Maybe 3vdc is enough, but the Pi is not producing enough current. What is the output of the Pi rated to? From memory SSRs need 7.5mA each.

QldKev


----------



## MaltyHops (30/9/13)

I thought this too but if you zoom in on the attached pix, the Pi output seems to be rated at up to 2A (5V+) - might be worth test driving each SSR separately with the Pi.

_Ed. So that thing at the top of the pix is not the R.Pi ?_


----------



## voodoobrew (30/9/13)

Yeah, having read up on the Pi the 3v3 system is only rated to a total of 50ma. So it's probably struggling with all the outputs I'm driving.

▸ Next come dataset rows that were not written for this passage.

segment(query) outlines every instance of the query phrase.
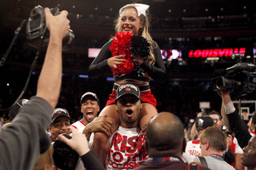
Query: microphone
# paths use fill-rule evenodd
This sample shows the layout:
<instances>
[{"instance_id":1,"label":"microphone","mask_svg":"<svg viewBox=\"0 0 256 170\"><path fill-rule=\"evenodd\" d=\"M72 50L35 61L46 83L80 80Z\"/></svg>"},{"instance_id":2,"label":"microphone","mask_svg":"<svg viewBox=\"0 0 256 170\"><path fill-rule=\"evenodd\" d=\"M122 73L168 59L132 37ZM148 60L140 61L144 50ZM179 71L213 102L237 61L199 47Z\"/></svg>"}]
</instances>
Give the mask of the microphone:
<instances>
[{"instance_id":1,"label":"microphone","mask_svg":"<svg viewBox=\"0 0 256 170\"><path fill-rule=\"evenodd\" d=\"M249 72L254 72L256 69L256 65L254 64L249 64L249 63L238 63L231 67L226 68L226 69L216 69L214 71L214 75L219 76L219 75L224 75L226 73L234 73L234 72L238 72L238 71L249 71Z\"/></svg>"},{"instance_id":2,"label":"microphone","mask_svg":"<svg viewBox=\"0 0 256 170\"><path fill-rule=\"evenodd\" d=\"M223 75L226 73L226 69L216 69L214 71L214 75L219 76L219 75Z\"/></svg>"}]
</instances>

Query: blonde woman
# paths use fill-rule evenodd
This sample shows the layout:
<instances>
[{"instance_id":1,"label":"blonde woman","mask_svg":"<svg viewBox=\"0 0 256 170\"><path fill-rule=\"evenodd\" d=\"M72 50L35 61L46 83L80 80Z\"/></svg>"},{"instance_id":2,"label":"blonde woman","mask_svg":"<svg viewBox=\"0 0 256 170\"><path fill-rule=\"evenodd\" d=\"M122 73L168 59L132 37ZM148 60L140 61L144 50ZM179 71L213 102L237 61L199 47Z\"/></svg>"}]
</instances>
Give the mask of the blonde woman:
<instances>
[{"instance_id":1,"label":"blonde woman","mask_svg":"<svg viewBox=\"0 0 256 170\"><path fill-rule=\"evenodd\" d=\"M145 73L143 76L134 77L132 76L132 73L119 75L113 72L114 85L112 93L110 95L105 108L100 113L100 116L107 115L106 119L112 121L112 132L118 128L120 124L114 95L116 89L121 85L133 84L138 85L140 89L142 109L138 122L141 128L148 123L152 117L158 113L157 101L151 93L150 80L154 79L157 82L163 83L166 78L166 71L160 49L149 34L150 23L149 13L147 12L149 7L148 5L145 4L128 4L120 9L119 16L114 22L116 33L130 32L136 36L145 38L150 44L150 55L148 60L144 59L144 56L132 55L132 61L140 65ZM88 70L90 78L98 77L107 69L116 69L117 65L121 65L125 61L122 55L111 57L112 53L110 49L111 45L111 41L106 43L98 57L90 64ZM133 113L129 113L128 109L127 114L132 119ZM127 121L129 121L127 120ZM94 147L103 165L109 148L109 137L102 132L97 132L94 136Z\"/></svg>"}]
</instances>

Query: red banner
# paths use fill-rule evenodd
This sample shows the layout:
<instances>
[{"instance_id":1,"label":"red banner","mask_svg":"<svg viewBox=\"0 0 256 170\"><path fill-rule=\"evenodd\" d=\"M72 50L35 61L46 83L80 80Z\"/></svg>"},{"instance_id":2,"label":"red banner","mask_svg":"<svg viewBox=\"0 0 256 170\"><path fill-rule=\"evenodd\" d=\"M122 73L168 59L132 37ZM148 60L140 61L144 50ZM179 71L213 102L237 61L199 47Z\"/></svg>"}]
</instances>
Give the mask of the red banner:
<instances>
[{"instance_id":1,"label":"red banner","mask_svg":"<svg viewBox=\"0 0 256 170\"><path fill-rule=\"evenodd\" d=\"M210 49L190 50L189 57L230 57L232 53L242 53L245 55L246 48L236 49Z\"/></svg>"}]
</instances>

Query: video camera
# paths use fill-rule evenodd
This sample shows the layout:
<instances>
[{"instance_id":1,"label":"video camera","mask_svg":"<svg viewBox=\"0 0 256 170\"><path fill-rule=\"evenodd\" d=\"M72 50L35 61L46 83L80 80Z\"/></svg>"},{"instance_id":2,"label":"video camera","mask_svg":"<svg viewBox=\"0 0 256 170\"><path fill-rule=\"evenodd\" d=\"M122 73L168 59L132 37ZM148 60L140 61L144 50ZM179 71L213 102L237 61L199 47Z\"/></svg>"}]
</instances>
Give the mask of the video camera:
<instances>
[{"instance_id":1,"label":"video camera","mask_svg":"<svg viewBox=\"0 0 256 170\"><path fill-rule=\"evenodd\" d=\"M256 93L256 65L252 63L242 62L244 55L233 53L232 59L238 59L237 64L227 69L217 69L214 75L220 76L211 80L214 91L231 91L235 98L242 98Z\"/></svg>"},{"instance_id":2,"label":"video camera","mask_svg":"<svg viewBox=\"0 0 256 170\"><path fill-rule=\"evenodd\" d=\"M60 14L58 7L50 9L53 15L56 16ZM30 18L26 24L27 44L38 48L41 45L41 38L43 36L42 46L47 45L49 43L50 33L46 29L46 16L44 8L41 6L35 6L30 12ZM62 50L68 49L68 45L74 38L74 33L71 30L62 40Z\"/></svg>"}]
</instances>

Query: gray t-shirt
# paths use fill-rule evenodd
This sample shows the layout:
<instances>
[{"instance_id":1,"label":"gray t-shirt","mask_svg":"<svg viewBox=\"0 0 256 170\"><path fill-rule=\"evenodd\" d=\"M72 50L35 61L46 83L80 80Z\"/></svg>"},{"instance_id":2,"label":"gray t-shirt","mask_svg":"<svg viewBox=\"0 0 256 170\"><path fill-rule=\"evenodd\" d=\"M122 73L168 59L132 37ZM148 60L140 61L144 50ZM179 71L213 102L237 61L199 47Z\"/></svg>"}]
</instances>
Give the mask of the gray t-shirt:
<instances>
[{"instance_id":1,"label":"gray t-shirt","mask_svg":"<svg viewBox=\"0 0 256 170\"><path fill-rule=\"evenodd\" d=\"M0 134L0 168L32 169L40 153L50 146L46 132L53 108L42 98L33 97Z\"/></svg>"}]
</instances>

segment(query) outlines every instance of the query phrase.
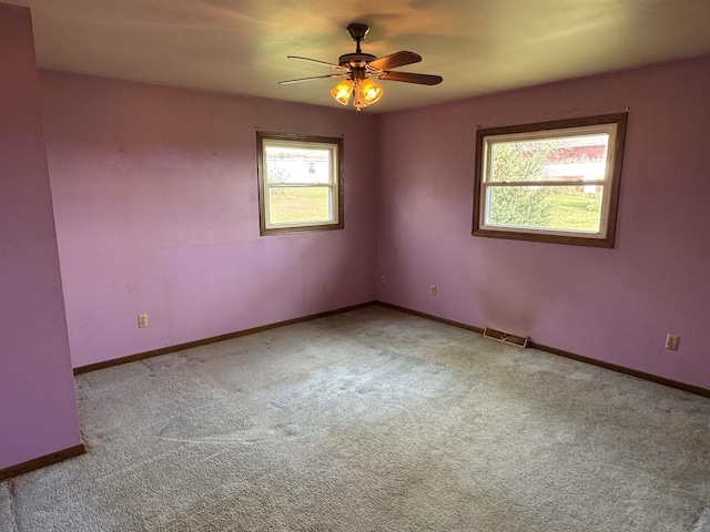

My plan now is to run them through a darlington array powered off the 5V power supply.


----------



## QldKev (30/9/13)

voodoobrew said:


> Yeah, having read up on the Pi the 3v3 system is only rated to a total of 50ma. So it's probably struggling with all the outputs I'm driving.
> 
> My plan now is to run them through a darlington array powered off the 5V power supply.



I had the same issue with my Auber pid. I'm running a 20mA led plus 3 x SSRs. So I also needed to up the amps to them.





MaltyHops said:


> I thought this too but if you zoom in on the attached pix, the Pi output seems to be rated at up to 2A (5V+) - might be worth test driving each SSR separately with the Pi.
> 
> _Ed. So that thing at the top of the pix is not the R.Pi ?_


Nope that's just the power supply


----------